Smashing Buttons
Some games come unheralded... This is the case of Neon Reign, which surprised us so much that we almost missed it. Designed by Manny Trembley as the premiere title of his newly founded game studio, Neon Knight Games (in the meanwhile acquired by Chip Theory Games), it launched on Kickstarter last Tuesday and will be live till May 14.
Neon Reign offers as its theme a neonized spin on arcade fighting games and pits two fighters one against another, exchanging kicks and blows until one is knocked out or both get too exhausted to keep going. Mechanically speaking, you have a finite deck (once it's depleted, it's depleted!) and start with a hand of 7 cards drawn from it. On each round, you can play up to three cards to attack, hopefully arranging them into a combo to get additional bonuses (extra damage, "shield" tokens to parry future damage, "star" tokens to activate your character's special attack). Combos are specific combinations of cards, such as one joystick and two buttons, as seen below. Alternatively, instead of attacking, you may recover and draw up to 7 cards, otherwise your hand will soon be depleted.

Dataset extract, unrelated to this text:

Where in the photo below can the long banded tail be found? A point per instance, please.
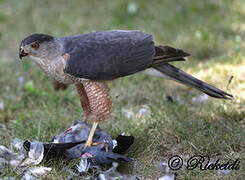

However, your opponent can now play two cards to defend! These defense cards may break your combo, discard a button or a joystick card, and even deal damage to you. Only then do you resolve your attack. This core loop keeps going over and over until one player has no HP left, or both players run out of cards, in both their deck and their hand.
In solo, you play against a bot that relies on a dedicated deck of cards: each card is either played in attack or defense and specifies the corresponding effects. The special "star" skill of the bot can also be triggered, just as in the normal game.
Personal opinion: I never played arcade fighting games and am not interested in doing so. Yet for some reason I enjoy their board game adaptations. I own several of them already, including Combo Fighter and Pocket Paragons, the two games that may be the closest to that one (both include a way to play solo against a bot as well).
Neon Reign checks all the right boxes for me. It has nice art, and although I am far from enamored with it, I appreciate a lot that it is not gross. It's (relatively) cheap, it plays fast, and the rules are really simple, which is a must in this type of game in my opinion (you want action, not thinking too much about convoluted rules). I also like that the Deluxe version is just that - a deluxe version.
I happily backed the standard version, because a) it's substantially cheaper and b) I dislike the smell of plastic cards.
I wasn't sure about the solo mode for Wroth, but I'll probably back this one. One of the next updates will be about the solo bot, I'll decide then. But it does look fun.